Filing your Report of Foreign Bank and Financial Accounts (FBAR) can feel daunting, but with the right roadmap you’ll know exactly how to file FBAR form correctly. As a U.S. expat or resident with foreign accounts, you’re legally required to report any aggregate account value over $10,000 on FinCEN Form 114 each year. In this friendly guide, you’ll get clear steps, handy tips, and links to the official FBAR filing instructions so you can meet your obligations with confidence.

Understand FBAR basics

What is FBAR

FBAR stands for Report of Foreign Bank and Financial Accounts. It’s an informational form you file with FinCEN (the Financial Crimes Enforcement Network) to disclose your foreign financial accounts.

Who needs to file

Any U.S. person—including citizens, residents, partnerships, LLCs, trusts, estates, and certain corporations—must file if they have a financial interest in or signature authority over foreign accounts.

Reporting threshold

You must file if the combined maximum value of all foreign accounts exceeds $10,000 at any time during the calendar year. This is an aggregate threshold, so even if no single account tops $10,000, you still file if the total does.

Gather your account info

Identify reportable accounts

List all foreign bank, brokerage, mutual fund, retirement or insurance accounts that you own or control. Don’t forget accounts held in trusts or by entities like partnerships where you have a beneficial interest.

Calculate aggregate value

For each account, note the highest balance or value during the year. Convert foreign-currency figures to U.S. dollars using Treasury or reasonable market exchange rates, then sum them up to confirm whether you cross the $10,000 mark.

Complete FinCEN form 114

Access the form

Download FinCEN Form 114 from the official site or start directly in the BSA E-Filing System. Paper filing is only allowed if you first request and receive an exemption from FinCEN’s Resource Center.

Enter account details

Provide your name, social security number or EIN, and each financial institution’s name, address, account number, account type, and maximum value during the year.

Authorize a filer

If you’re using a third party—such as an attorney, CPA or enrolled agent—to submit on your behalf, complete FinCEN Report 114a (Record of Authorization to Electronically File FBARs) and keep it for your records.

Submit FBAR filing

Use the e-filing system

Go to FinCEN’s BSA E-Filing System and follow the prompts to upload your completed Form 114. Electronic submission is mandatory unless you’ve received a paper-filing exemption. For step-by-step details, see our FBAR e-filing process overview.

Request a paper exemption

If you can’t e-file, call FinCEN’s Resource Center to request exemption. Once approved, you’ll receive a paper form to mail—avoid printing obsolete versions or scanned electronic forms, as they won’t be accepted.

Track your FBAR deadlines

Annual due dates

Your FBAR is due by April 15 following the calendar year you’re reporting.

Automatic extension

You get an automatic extension until October 15—no separate request needed. In cases of natural disasters or other hardships, additional extensions may be granted.
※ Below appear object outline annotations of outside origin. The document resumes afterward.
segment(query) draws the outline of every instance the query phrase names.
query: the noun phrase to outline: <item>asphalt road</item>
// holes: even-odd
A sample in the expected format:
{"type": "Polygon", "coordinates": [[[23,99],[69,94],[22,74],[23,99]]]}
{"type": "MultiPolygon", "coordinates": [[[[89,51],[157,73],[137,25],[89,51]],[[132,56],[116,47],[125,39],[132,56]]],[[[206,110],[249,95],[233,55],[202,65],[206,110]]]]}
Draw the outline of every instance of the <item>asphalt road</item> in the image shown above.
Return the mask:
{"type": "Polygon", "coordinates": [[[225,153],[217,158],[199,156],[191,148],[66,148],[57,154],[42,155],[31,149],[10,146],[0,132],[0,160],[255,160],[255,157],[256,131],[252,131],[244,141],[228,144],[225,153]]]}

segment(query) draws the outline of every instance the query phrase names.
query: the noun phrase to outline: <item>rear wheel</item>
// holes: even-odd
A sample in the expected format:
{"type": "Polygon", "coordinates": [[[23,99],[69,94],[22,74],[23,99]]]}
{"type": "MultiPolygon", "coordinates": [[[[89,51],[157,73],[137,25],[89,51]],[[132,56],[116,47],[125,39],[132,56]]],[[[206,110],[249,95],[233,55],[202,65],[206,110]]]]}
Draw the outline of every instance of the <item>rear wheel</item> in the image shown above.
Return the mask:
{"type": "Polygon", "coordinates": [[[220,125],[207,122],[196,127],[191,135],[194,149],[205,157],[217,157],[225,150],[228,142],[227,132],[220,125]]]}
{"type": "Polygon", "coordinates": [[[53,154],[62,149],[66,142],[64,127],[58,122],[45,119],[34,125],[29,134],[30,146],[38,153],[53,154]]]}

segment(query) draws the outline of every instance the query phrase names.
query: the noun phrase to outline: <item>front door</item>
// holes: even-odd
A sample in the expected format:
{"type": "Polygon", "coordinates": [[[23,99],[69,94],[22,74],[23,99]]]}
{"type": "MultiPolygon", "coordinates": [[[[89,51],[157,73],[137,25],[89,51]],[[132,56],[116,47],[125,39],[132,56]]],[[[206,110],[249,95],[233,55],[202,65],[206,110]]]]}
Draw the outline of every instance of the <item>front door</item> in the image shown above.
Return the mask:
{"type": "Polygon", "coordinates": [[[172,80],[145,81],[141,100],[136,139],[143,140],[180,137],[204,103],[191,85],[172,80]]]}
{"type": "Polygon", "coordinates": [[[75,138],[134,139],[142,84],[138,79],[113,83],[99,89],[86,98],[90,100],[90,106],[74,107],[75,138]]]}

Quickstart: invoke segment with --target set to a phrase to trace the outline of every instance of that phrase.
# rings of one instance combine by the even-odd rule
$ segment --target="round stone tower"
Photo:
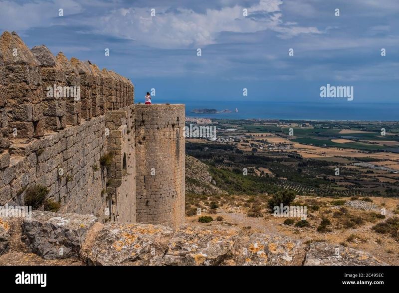
[[[184,222],[185,105],[135,104],[136,198],[139,223]]]

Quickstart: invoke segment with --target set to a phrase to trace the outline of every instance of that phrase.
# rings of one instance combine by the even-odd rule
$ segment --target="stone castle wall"
[[[184,221],[184,105],[135,105],[137,221]]]
[[[67,87],[78,88],[78,97],[65,90],[57,95]],[[15,33],[4,32],[0,205],[23,204],[28,187],[40,184],[62,212],[182,223],[184,106],[134,105],[134,91],[112,71],[54,56],[44,45],[29,50]]]
[[[60,203],[62,211],[106,217],[105,208],[111,202],[116,220],[121,165],[119,181],[109,181],[115,180],[115,164],[122,159],[114,156],[113,166],[107,168],[100,158],[120,155],[118,146],[123,141],[134,159],[133,134],[129,139],[121,129],[126,119],[119,113],[116,128],[109,122],[115,110],[133,111],[133,85],[89,61],[68,60],[62,53],[55,57],[45,46],[29,50],[16,34],[7,32],[0,38],[0,204],[22,205],[27,188],[40,184],[48,187],[48,199]],[[79,87],[78,96],[70,91],[57,95],[52,90],[74,86]],[[130,168],[134,192],[134,167]],[[135,221],[134,213],[124,219]]]

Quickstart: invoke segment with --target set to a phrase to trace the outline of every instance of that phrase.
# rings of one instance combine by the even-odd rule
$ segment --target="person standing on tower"
[[[146,95],[146,105],[151,105],[151,95],[150,95],[150,93],[147,92],[147,95]]]

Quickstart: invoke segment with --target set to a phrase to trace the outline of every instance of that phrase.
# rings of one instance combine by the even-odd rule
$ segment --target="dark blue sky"
[[[0,30],[115,70],[138,101],[322,102],[329,83],[398,103],[398,0],[0,0]]]

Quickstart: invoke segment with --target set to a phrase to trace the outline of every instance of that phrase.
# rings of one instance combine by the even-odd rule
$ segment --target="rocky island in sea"
[[[192,113],[198,113],[198,114],[214,114],[216,113],[231,113],[231,111],[230,111],[228,109],[224,109],[223,110],[221,110],[221,111],[218,111],[215,109],[193,109],[192,111]]]

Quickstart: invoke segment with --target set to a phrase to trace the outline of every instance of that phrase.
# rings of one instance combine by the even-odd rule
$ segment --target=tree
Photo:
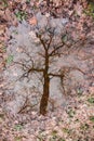
[[[51,64],[55,61],[55,59],[61,57],[61,55],[68,55],[70,51],[73,51],[78,44],[84,43],[84,40],[76,40],[73,41],[70,38],[70,35],[62,29],[62,34],[56,34],[55,28],[51,28],[50,26],[45,27],[44,30],[38,30],[36,33],[36,38],[41,43],[41,47],[37,47],[42,49],[42,52],[38,51],[39,59],[42,59],[42,64],[39,64],[39,62],[35,62],[32,56],[27,52],[27,50],[24,48],[24,53],[27,54],[29,57],[30,64],[28,63],[22,63],[22,62],[15,62],[23,66],[23,69],[25,73],[21,76],[22,77],[28,77],[31,73],[40,73],[42,74],[43,78],[43,93],[40,101],[40,114],[45,115],[46,114],[46,107],[48,102],[50,98],[50,81],[53,77],[58,77],[61,79],[62,86],[64,88],[64,78],[66,74],[66,68],[59,68],[53,70]],[[38,46],[38,44],[37,44]],[[36,57],[36,56],[35,56]],[[37,63],[37,64],[36,64]],[[83,73],[80,68],[76,67],[67,67],[67,73],[70,72],[70,69],[78,69],[81,73]]]

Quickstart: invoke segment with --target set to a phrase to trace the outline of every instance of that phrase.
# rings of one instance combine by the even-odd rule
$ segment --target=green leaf
[[[9,55],[6,59],[6,64],[11,64],[13,62],[13,55]]]

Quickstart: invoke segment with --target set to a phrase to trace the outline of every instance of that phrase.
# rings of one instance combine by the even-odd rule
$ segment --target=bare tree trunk
[[[43,72],[44,85],[43,85],[43,94],[40,101],[40,114],[46,114],[48,101],[50,95],[50,77],[49,77],[49,55],[48,51],[45,51],[45,68]]]
[[[40,114],[42,115],[46,114],[49,94],[50,94],[50,78],[46,77],[44,78],[43,94],[40,102]]]

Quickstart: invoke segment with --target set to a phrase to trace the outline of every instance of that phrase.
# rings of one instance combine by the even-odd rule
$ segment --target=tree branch
[[[36,36],[39,38],[39,40],[40,40],[41,44],[43,46],[44,50],[46,50],[45,42],[44,42],[44,40],[41,38],[41,35],[38,35],[38,34],[36,33]]]

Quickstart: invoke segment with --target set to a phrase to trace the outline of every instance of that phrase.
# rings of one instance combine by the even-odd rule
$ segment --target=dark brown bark
[[[43,94],[40,101],[40,114],[45,115],[46,114],[46,107],[48,107],[48,101],[50,95],[50,77],[49,77],[49,54],[48,50],[45,50],[45,68],[43,72]]]

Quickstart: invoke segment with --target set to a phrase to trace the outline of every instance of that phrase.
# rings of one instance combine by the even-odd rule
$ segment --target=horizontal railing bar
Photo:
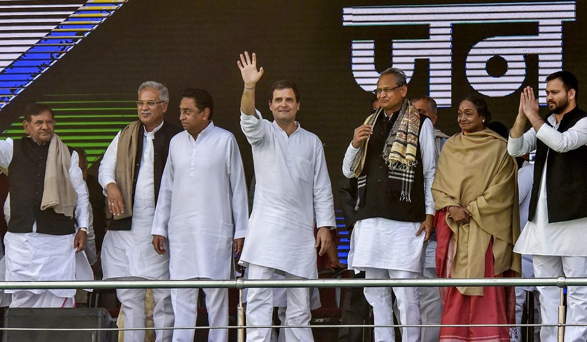
[[[586,286],[587,278],[491,278],[419,279],[285,279],[235,280],[95,280],[0,282],[0,290],[54,289],[181,289],[251,287],[382,287],[446,286]]]
[[[584,327],[587,324],[317,324],[311,326],[227,326],[225,327],[217,326],[197,326],[197,327],[166,327],[163,328],[6,328],[0,327],[0,330],[37,330],[48,331],[70,331],[72,330],[83,331],[126,331],[126,330],[173,330],[175,329],[239,329],[247,328],[426,328],[441,327]]]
For more on timing, check our FBAR filing deadline guide.

Keep supporting records

What to keep

Retain bank statements or a copy of the filed FBAR showing account numbers, institution details and maximum values. If you authorized someone else to file, keep their Form 114a.

Retention period

Generally you must hold records for five years from the FBAR due date. Employees filing only under signature authority at work may rely on their employer’s records.

Handle delinquent FBARs

Delinquent filing procedures

If you missed a deadline but reported all related income and paid due taxes, you can file delinquent FBARs following the IRS’s current FBAR filing instructions. No penalty applies if you haven’t been contacted by the IRS about those years.

Avoid penalties

Unfiled or inaccurate FBARs can trigger substantial fines or even criminal prosecution. Review the FBAR penalty rules and potential FBAR maximum penalty before submitting late to choose the safest route.

Compare FBAR with FATCA

FATCA reporting requirements

FATCA (Foreign Account Tax Compliance Act) has its own set of rules requiring Form 8938 for foreign assets above certain thresholds. Learn more in our FATCA reporting requirements article.

FATCA vs FBAR

While both aim to curb offshore tax evasion, FBAR reports accounts to FinCEN and has a $10,000 aggregate threshold. FATCA lives in your federal tax return and applies different asset-value thresholds based on filing status and residency. See how the FATCA reporting threshold compares.

Using form W-9

If you hold foreign financial assets through certain U.S. entities or payors, you may need a FATCA form W-9 to certify your status for FATCA withholding. For broader legal context, check FATCA IRS regulations.

You’re now armed with clear steps on how to file FBAR form accurately. Gather your records early, follow each section of FinCEN Form 114 carefully, and submit on time through the e-filing system. If questions arise, lean on your tax advisor or trusted IRS/FinCEN resources to stay compliant and enjoy peace of mind abroad.